Yayıncılığın kendi içinde şöyle bir çelişkisi yok mu ve siz bu çelişkiyi nasıl açmaya çalışıyorsunuz? Her ticari kuruluş, ki bir yayınevi son tahlilde ticaridir, kar elde etmek ister. Yani çok satan kitaplar basmak. Ama özelde edebiyatın genelde sanatın kriteri hiçbir zaman bu olmadı, olmayacak da. Zira çoksatmakla iyi edebiyat arasında müspet ya da menfi hiçbir ilişki yoktur. Bu durumda ne yapmak gerekir?

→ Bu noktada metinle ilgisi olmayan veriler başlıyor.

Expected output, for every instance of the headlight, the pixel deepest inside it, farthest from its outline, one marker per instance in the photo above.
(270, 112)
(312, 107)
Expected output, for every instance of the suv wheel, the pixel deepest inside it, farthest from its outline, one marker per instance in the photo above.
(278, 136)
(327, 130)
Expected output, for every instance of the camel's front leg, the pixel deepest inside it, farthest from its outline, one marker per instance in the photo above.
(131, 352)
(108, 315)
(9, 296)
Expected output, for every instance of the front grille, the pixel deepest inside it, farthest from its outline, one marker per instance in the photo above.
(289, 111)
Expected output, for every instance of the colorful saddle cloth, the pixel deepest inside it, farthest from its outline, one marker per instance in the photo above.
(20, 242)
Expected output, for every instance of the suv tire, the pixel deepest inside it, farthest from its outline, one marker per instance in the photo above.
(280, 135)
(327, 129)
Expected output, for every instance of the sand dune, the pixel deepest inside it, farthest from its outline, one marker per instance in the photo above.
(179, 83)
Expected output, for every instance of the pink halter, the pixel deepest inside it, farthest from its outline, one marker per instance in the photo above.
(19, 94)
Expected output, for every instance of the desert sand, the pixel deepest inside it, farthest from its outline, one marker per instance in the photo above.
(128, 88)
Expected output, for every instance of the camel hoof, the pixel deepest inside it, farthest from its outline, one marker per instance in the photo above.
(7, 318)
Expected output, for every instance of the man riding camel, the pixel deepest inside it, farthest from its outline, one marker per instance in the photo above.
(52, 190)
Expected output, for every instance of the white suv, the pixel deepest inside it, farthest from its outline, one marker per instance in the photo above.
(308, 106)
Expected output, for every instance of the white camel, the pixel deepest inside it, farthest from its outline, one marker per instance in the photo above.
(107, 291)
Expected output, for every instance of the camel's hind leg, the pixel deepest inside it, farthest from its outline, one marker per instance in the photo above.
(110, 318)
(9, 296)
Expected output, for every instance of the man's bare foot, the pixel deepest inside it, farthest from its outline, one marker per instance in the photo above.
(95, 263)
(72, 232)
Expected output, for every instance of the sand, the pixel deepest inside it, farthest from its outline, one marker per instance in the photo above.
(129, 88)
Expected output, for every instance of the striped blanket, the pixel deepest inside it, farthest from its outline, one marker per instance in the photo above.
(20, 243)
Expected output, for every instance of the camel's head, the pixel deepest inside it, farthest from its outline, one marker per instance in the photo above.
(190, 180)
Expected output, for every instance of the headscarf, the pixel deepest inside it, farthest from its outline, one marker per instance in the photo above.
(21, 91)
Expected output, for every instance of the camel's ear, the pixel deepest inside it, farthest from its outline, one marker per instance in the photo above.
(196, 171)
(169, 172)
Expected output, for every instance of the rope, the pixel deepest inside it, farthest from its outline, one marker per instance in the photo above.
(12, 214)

Hatırlamak gerekir ki Goethe de çok satan bir yazardı. Orhan Pamuk da, Murat Menteş de öyle. Tabii ki yayınevleri ticari kuruluşlar ve bağımsız bir şekilde ayakta kalmaları toplum açısından son derece önemli. Ancak biliyoruz ki biz işimizi her açıdan hakkını vererek yaparsak para da bir şekilde kazanılır. Tabii eğer özel uçağınız olmasını istiyorsanız yayıncılıktan daha karlı işler yapmalısınız.

Adınız April, insanlar bunu İngilizce okuyor. Neden böylesi zorlu bir isim seçtiniz?

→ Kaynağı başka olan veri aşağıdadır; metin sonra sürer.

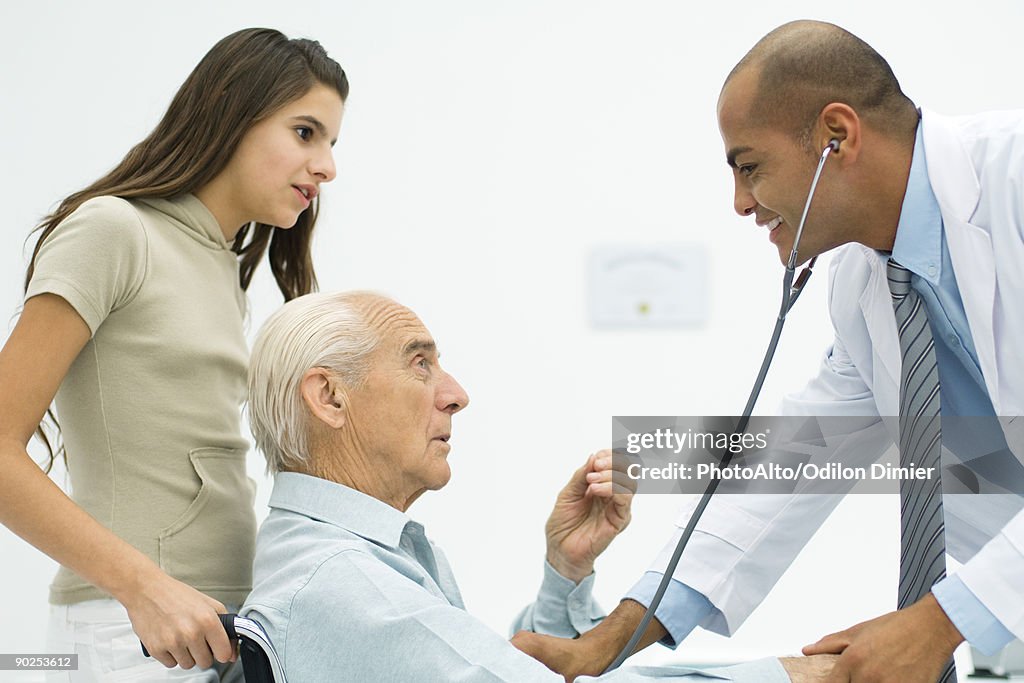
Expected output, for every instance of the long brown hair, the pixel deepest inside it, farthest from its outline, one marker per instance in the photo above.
(245, 78)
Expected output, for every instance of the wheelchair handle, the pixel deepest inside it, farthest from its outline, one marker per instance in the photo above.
(226, 621)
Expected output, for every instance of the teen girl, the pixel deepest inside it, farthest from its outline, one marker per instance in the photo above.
(133, 324)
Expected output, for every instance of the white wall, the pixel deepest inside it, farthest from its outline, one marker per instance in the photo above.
(485, 147)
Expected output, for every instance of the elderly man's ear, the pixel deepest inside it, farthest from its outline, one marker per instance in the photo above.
(325, 396)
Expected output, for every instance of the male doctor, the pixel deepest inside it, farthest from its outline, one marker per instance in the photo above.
(943, 200)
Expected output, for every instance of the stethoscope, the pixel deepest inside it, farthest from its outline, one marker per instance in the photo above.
(791, 292)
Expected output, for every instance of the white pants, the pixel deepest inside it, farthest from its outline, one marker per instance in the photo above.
(99, 632)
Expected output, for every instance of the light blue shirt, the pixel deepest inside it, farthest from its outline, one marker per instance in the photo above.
(350, 589)
(921, 247)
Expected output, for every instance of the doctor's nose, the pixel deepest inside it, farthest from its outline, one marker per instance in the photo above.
(742, 201)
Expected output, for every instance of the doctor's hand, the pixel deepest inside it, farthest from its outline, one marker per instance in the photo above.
(906, 646)
(590, 511)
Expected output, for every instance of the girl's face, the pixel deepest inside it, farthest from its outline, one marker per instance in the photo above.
(279, 166)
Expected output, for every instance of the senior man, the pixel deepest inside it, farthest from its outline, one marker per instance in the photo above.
(353, 412)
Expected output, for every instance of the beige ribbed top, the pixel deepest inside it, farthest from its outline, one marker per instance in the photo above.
(151, 409)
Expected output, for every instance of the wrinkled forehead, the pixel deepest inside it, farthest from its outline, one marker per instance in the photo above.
(397, 328)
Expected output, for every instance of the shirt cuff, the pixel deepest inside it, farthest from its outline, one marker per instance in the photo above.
(681, 610)
(563, 605)
(978, 626)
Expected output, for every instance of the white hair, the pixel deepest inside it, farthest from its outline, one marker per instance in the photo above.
(311, 331)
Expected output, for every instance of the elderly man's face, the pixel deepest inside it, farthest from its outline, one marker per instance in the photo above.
(401, 416)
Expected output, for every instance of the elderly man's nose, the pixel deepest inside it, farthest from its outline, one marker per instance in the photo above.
(451, 396)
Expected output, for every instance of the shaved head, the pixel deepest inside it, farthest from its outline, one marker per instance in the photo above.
(801, 67)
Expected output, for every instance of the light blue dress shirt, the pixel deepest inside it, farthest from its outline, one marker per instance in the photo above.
(921, 247)
(350, 589)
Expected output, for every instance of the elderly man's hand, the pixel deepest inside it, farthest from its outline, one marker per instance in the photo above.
(906, 646)
(590, 511)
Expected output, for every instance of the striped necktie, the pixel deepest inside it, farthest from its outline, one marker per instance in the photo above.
(923, 548)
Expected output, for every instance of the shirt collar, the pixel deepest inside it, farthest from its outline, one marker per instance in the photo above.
(919, 235)
(193, 216)
(337, 504)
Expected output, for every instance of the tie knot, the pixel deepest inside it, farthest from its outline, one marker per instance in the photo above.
(899, 280)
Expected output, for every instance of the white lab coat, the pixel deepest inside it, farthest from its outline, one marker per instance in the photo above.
(744, 543)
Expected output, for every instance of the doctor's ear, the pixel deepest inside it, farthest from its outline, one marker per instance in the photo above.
(325, 396)
(839, 127)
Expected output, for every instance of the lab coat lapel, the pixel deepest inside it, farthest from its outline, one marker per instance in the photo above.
(957, 191)
(876, 304)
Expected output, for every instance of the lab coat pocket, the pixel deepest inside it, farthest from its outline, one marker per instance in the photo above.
(211, 545)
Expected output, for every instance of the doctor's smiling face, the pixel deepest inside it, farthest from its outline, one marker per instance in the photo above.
(772, 172)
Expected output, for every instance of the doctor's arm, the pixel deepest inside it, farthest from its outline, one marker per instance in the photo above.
(748, 540)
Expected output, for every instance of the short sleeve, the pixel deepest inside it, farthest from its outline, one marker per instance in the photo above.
(95, 259)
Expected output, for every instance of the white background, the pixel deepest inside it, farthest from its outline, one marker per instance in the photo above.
(485, 148)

April, batı dillerinde aynı anlama gelen bir sözcük. Baharın gelişini müjdeliyor. Anadolu’da halk dilinde de kullanılır. Bizim amacımız beş yıl içerisinde Amerika, İngiltere, Kanada ve Avustralya’dan başlayarak uluslararası bir yayınevi olmak. April adı bu amacı da müjdeliyor.

Edebiyatın olmadığı yerde insanlık yoktur

Türkiye’de nüfusla kıyaslandığında kısıtlı bir okur var. Bu kesin ama hiçbir şey de eskisi gibi değil. Bu değişim nereye doğru akar sizce?

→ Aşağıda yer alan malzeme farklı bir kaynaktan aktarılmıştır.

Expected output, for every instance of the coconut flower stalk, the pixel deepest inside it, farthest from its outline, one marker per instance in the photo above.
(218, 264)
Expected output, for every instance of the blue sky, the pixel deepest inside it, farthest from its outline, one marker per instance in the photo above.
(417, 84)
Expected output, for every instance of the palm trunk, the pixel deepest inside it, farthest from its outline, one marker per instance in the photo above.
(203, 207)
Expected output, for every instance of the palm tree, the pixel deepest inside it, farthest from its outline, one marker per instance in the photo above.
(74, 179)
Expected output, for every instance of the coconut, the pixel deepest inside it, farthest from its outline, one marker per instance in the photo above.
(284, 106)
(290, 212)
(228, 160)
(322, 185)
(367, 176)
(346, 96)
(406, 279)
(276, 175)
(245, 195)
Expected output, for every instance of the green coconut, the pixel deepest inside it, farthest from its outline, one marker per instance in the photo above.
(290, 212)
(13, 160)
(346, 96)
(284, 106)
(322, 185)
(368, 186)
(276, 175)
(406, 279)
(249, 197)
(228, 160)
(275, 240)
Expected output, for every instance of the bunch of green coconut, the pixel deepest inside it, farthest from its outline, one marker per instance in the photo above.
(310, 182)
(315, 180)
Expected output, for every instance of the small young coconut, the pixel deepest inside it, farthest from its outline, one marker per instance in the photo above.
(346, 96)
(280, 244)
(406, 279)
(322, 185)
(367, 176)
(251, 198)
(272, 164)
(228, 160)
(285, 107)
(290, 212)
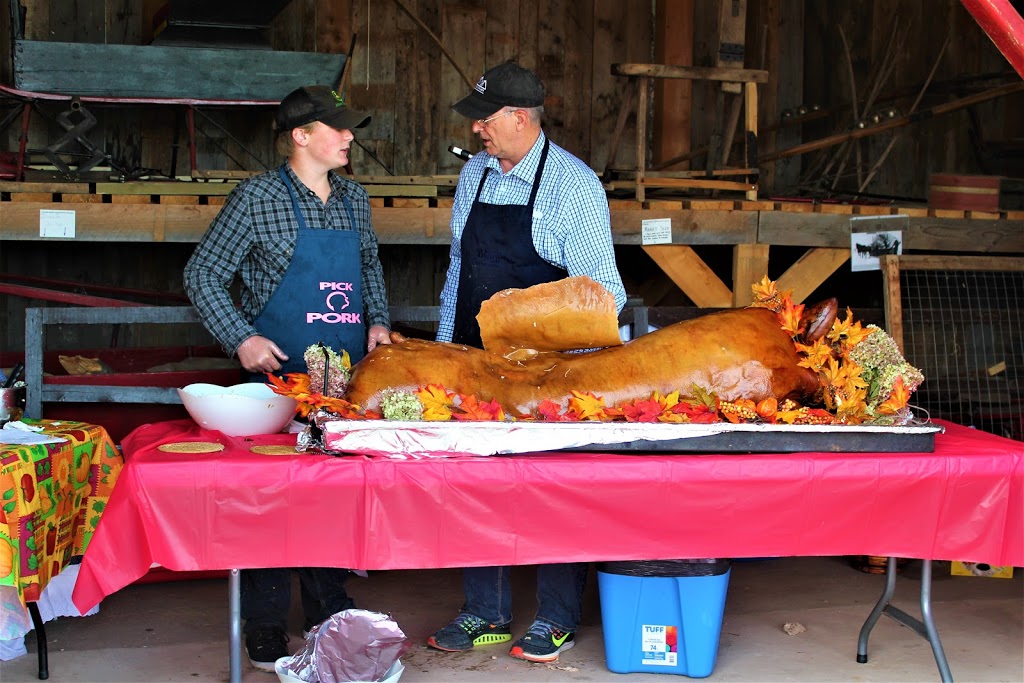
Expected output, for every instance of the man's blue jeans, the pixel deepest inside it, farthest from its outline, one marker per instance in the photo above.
(266, 595)
(559, 594)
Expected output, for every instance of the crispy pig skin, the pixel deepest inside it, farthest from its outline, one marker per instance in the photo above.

Bizim toplum olarak binlerce yıllık gelenek ve alışkanlıktan gelen bir dezavantajımız var. Yazıdan çok söze dayalı bir kültürüz. Meddahlar, ozanlar, orta oyunu, aile büyükleri, mahalle abileri, padişahlar… Bu gerçeğin bilinciyle hareket etmek zorundayız. Sorum şu; hayatınızda okuduğunuz en iyi beş romanı okumamış olsaydınız, nasıl bir hayatınız olurdu? Yanıt; eksik. Biz çok umutluyuz. Ne kadar zaman alacak bilmiyoruz ama edebiyatın olmadığı yerde insanlıktan bahsedilemeyeceğini anlayacak bu topraklar. Anlayacak ki kitapla haşır neşir olmayan insan hoşgörüsüz, saygısız, bilgisiz olur, hayalgücü fakiri olur, manipülasyona açık, gelişime kapalı olur. Elbette bu farkındalık kendi kendine bir gecede gerçekleşecek bir mucize olamaz. Birliktelik bilincinden doğan bir bilinç birlikteliği gerekiyor.

Söyleşiyi Gerçekleştiren: Buket Aşçı – Vatan Kitap

Bu yazı 15 Mart 2012 tarihinde Vatan Kitap'ta yayımlanmıştır.